I agree. Drawing in a sketchbook provides an immediate, and satisfying, medium for recording the world, and for experimenting with new pictorial ideas. For me, I like to draw people in railroad stations, cafes and in parks; I like to imagine people I have never met and to animate their faces with lively or deadpan expressions; I also like to use my sketchbook to invent places that have never existed, but which might make good subjects for a more finished drawing or painting.
My sketch, featured on the cover of Drawing magazine, Summer 2016, with an article about my sketchbook drawing practice inside.
Yes, my sketchbook is analog, not digital. I like to draw on smooth paper with a gold-tipped fountain pen (Mont Blanc) that responds to the pressure of my fingers, and to smear the ink with a small wet brush to quickly establish volume and gradations.
I have nothing against digital sketching but, at the moment, pressure-sensitive tablets with integral CPUs aren’t cheap enough, or small enough, for me to get started. I’m ready to jump when the marketplace changes.

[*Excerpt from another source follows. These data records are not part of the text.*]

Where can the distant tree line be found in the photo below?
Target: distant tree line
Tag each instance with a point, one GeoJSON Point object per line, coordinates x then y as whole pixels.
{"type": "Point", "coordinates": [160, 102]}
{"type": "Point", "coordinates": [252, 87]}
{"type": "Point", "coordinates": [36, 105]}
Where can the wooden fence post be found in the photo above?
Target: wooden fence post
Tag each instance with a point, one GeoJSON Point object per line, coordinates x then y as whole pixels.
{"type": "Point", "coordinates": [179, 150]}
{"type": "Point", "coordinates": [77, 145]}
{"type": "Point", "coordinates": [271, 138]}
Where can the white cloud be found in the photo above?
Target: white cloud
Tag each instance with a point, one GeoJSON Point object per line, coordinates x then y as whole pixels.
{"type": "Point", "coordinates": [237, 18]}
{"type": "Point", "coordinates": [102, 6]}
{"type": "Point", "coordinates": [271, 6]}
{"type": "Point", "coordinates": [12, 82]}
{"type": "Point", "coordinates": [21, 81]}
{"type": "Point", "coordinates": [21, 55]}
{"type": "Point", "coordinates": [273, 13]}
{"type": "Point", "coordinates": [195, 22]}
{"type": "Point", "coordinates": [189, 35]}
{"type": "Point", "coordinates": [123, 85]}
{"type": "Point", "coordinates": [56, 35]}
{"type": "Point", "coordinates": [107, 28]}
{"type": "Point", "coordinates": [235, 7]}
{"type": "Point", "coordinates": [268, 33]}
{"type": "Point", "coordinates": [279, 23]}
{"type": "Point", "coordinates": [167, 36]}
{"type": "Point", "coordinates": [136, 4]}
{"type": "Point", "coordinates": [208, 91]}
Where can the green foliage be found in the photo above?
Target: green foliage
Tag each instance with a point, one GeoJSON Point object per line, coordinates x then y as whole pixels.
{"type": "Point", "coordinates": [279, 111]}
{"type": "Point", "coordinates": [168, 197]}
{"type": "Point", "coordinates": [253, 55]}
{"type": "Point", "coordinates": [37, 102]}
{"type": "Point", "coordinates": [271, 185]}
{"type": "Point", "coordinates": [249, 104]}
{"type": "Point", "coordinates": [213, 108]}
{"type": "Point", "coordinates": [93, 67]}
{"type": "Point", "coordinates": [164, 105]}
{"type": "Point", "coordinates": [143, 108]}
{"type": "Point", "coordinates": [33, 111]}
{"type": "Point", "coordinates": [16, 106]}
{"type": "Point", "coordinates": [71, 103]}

Digital technology, of course, permits an artist to endlessly press “undo” to reverse an unwanted effect, and to continue working until a desired outcome is achieved. Analog sketchbooks, on the other hand, can contain lots of loose ends, mistakes, and false starts. But there’s also a value in failure, and having a private venue for experimentation and what-the-hell. At times, I’ve been surprised to get ideas from what I had thought was a wreck of a sketch, noticing some unique visual detail that comes through that didn’t survive in more finished, careful work.